Najbardziej zadziwiające kapele
« Odpowiedź #31 dnia: Sierpień 05, 2003, 11:13:39 am »
Ostatnio nie tyle zaskoczyła mnie, co wstrząsnęła mną muzyka zespołu The Mars Volta.
Grupa ta jest projektem, którym Cedric Zavala i Omar Rodriguez- Lopez zajęli się po rozpadzie At The Drive-In. Na rynku dostępne są już: wydana rok temu EPka "Tremulant" i tegoroczna, "pełna" płyta "De-Loused in the comatorium".

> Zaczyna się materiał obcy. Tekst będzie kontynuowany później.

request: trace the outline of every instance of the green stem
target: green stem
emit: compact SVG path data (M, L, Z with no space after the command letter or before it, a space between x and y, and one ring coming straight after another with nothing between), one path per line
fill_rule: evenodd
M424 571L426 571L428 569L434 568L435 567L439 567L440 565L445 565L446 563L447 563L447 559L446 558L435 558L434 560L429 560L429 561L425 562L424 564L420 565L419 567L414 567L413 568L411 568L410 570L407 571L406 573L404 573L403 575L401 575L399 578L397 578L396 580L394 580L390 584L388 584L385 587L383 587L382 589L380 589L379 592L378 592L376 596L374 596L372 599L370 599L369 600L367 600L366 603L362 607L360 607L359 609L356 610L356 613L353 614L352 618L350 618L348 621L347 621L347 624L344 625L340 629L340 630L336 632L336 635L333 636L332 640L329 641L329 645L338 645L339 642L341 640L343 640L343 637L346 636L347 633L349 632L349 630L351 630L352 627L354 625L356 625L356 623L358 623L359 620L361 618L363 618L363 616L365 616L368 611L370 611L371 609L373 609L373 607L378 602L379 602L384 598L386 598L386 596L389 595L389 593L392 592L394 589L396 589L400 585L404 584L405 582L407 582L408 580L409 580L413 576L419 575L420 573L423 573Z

Trudno przejść obojętnie obok dźwięków tworzących muzykę TMV. Te dźwięki bombardują cię i doprowadzają do dezintegracji osobowości. Po słuchaniu tej muzyki trzeba się skłądać na nowo, bo nie jest łatwa, miła i przyjemna, tym bardziej, że za jej historią kryje się śmierć przyjaciela zespołu. Jeśli ktoś wcześniej spotkał się z bardzo specyficznymi tekstami At The Drive-In, to z grubsza wie jaki to poziom abstrakcji, tylko brak beztroski. Oj, mogłabym pisac dużo, ale radzę raczej posłuchać samemu.

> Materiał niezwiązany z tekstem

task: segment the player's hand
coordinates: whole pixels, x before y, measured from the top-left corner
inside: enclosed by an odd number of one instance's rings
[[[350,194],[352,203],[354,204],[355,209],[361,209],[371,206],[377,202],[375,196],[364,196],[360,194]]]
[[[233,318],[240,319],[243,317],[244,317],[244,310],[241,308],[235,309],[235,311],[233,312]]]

Na koniec mogę dodac , że przez "fachowców" muzyka ta określana jest jako progresywny/psychodeliczny rock (komuś pewnie coś te etykietki mówią ;P).

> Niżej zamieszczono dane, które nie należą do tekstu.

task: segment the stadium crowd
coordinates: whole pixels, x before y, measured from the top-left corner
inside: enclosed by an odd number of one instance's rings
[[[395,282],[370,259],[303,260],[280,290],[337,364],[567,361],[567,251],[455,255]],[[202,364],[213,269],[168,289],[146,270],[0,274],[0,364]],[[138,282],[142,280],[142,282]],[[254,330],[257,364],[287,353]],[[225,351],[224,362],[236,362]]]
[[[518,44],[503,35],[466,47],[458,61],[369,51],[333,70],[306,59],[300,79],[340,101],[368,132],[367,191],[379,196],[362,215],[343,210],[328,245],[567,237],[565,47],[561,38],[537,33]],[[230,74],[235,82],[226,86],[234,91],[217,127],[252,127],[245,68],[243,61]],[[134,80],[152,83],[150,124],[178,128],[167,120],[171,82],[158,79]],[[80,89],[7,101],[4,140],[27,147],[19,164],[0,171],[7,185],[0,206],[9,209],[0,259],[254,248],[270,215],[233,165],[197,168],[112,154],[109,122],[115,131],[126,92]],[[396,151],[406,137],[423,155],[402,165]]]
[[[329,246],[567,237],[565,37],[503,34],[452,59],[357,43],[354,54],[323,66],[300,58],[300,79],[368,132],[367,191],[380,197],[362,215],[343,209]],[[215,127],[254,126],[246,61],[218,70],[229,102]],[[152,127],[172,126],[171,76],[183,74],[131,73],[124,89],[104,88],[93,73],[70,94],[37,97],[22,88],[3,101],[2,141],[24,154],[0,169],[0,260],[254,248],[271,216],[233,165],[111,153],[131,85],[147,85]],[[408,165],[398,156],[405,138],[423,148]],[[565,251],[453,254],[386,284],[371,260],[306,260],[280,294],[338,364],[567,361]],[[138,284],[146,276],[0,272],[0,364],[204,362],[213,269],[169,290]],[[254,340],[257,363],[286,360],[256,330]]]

Przestanę chyba tego słuchac, bo dłonie mi się trzęsą ;P

Offline The Avenger

Najbardziej zadziwiające kapele
« Odpowiedź #32 dnia: Sierpień 25, 2003, 04:50:54 pm »
Hmm jeśli kogoś interesuje awangarda, to polecam :
www.beastofprey.glt.pl  - klimaty dark ambientu, industrialu, neofolka synth popu itd...
yć może uda mi się zwiedzić drugą połowę księżyca...wiecznie zakrytą...

Offline Kormak

Najbardziej zadziwiające kapele
« Odpowiedź #33 dnia: Sierpień 25, 2003, 08:43:31 pm »
heh, Beast Of Prey zarządza mój znajomy, Infamis. Jego wydawnictwa mają rewelacyjną oprawę graficzną, niecodziennie ręczne wykonanie. Świetna sprawa. No i poza tym, BoP promuje także moją muzę.

Offline The Avenger

Najbardziej zadziwiające kapele
« Odpowiedź #34 dnia: Sierpień 27, 2003, 08:42:45 pm »
Kormak: No, ja zgadalem sie przez e-mail z Infamisem i parę płytek u niego zakupilem :-D Faktycznie płyty mają bardzo fajną nietypową oprawę, zadowolony jestem z tego co nabyłem. A ktora pozycja BOP to twoje dzieło???
yć może uda mi się zwiedzić drugą połowę księżyca...wiecznie zakrytą...

Ferrus

  • Gość
Najbardziej zadziwiające kapele
« Odpowiedź #35 dnia: Sierpień 29, 2003, 09:37:39 am »
Ostatnio wpadla mi w rece plyta Devil Doll, cos pieknego i niesamowitego, a ten wokal  :) , ja sikam po scianach przy tym, mam plyte "The Girl Who Was ... Death". Polecam w 100 %, choć wiem że to trudno dostac  :(

Offline bujalex

Najbardziej zadziwiające kapele
« Odpowiedź #36 dnia: Wrzesień 25, 2003, 12:50:21 pm »
Cytat: "Raymond Luxury-Yacht"
hmmm... moze Nurse With Wound.. a moze Einstuerzende Neubauten.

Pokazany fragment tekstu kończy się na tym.